New LED and compact fluorescent options are far more efficient and longer lasting. Though the upfront costs are higher, the long term environmental and financial benefits are well worth it. Energy efficient light bulbs use as much as 80 percent less energy than traditional incandescent and last 3 to 25 times longer producing savings of about $6 per year per bulb.

5. Installing solar panels

Adding solar panels may not be the easiest, or least expensive, sustainability upgrade for your home, but it will certainly have the greatest impact on both your energy bills and your environmental footprint. Installing solar panels can run about $15,000 – $20,000 upfront, though a number of government incentives are bringing these numbers down. Alternatively, panels can also be leased for a much lower initial investment.

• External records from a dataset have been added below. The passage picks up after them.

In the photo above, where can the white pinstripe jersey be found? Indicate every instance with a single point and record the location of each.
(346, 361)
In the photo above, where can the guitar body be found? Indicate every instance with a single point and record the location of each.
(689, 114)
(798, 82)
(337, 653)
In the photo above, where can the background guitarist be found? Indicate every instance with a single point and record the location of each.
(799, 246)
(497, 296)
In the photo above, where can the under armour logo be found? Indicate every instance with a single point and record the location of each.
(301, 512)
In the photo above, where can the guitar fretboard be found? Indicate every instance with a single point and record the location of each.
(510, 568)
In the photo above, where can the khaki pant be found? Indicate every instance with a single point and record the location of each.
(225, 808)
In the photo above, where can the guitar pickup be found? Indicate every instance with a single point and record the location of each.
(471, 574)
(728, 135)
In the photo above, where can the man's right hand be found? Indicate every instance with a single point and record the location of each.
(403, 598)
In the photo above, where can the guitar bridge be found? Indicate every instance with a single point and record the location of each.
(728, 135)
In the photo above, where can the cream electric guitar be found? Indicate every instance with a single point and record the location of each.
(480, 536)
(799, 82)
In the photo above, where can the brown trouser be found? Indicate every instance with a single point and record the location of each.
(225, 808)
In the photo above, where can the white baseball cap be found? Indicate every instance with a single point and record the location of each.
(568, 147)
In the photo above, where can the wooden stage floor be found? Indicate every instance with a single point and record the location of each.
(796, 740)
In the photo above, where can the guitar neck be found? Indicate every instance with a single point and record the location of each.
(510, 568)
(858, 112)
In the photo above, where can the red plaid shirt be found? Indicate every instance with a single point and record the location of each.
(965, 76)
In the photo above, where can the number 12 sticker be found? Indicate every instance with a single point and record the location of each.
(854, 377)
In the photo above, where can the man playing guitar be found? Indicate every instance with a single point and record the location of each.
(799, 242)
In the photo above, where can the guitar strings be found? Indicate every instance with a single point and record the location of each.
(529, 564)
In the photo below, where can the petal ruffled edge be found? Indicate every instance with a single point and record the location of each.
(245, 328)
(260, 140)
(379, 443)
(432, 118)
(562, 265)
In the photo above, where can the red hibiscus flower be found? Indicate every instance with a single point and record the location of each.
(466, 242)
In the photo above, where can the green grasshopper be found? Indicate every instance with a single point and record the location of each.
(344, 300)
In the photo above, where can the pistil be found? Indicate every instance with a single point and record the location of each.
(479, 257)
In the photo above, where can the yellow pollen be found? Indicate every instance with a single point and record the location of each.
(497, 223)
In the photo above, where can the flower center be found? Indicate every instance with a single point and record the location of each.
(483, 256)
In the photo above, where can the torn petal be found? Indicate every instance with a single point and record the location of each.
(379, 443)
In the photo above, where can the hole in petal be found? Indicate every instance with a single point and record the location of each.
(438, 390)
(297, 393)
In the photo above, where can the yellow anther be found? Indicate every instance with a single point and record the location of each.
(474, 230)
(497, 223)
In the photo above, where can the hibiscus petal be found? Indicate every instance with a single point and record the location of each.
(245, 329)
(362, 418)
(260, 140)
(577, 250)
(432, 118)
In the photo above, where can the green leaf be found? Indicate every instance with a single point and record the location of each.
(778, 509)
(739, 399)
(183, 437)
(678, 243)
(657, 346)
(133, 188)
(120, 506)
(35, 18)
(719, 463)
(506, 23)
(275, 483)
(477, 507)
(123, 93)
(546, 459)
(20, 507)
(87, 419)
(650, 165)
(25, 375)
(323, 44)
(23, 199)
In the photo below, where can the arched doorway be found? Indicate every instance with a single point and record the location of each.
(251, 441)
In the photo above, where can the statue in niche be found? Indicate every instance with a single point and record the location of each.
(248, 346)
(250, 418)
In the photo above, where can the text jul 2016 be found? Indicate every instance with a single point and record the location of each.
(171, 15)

Once operational, a solar system saves about $600 per year over the course of its 25 to 30-year lifespan, and this figure will grow as energy prices rise. Solar installations require little to no maintenance and increase the value of your home.

From an environmental standpoint, the average five-kilowatt residential system can reduce household CO2 emissions by 15,000 pounds every year. Using your solar system to power an electric vehicle is the ultimate sustainable solution serving to reduce total CO2 emissions by as much as 70%!

These days, being environmentally responsible is the hallmark of a good global citizen and it need not require major sacrifices in regards to your lifestyle or your wallet. In fact, increasing your home’s sustainability is apt to make your residence more livable and save you money in the long run. The five projects listed here are just a few of the easy ways to reduce both your environmental footprint and your energy bills. So, give one or more of them a try; with a small budget and a little know-how, there is no reason you can’t start today.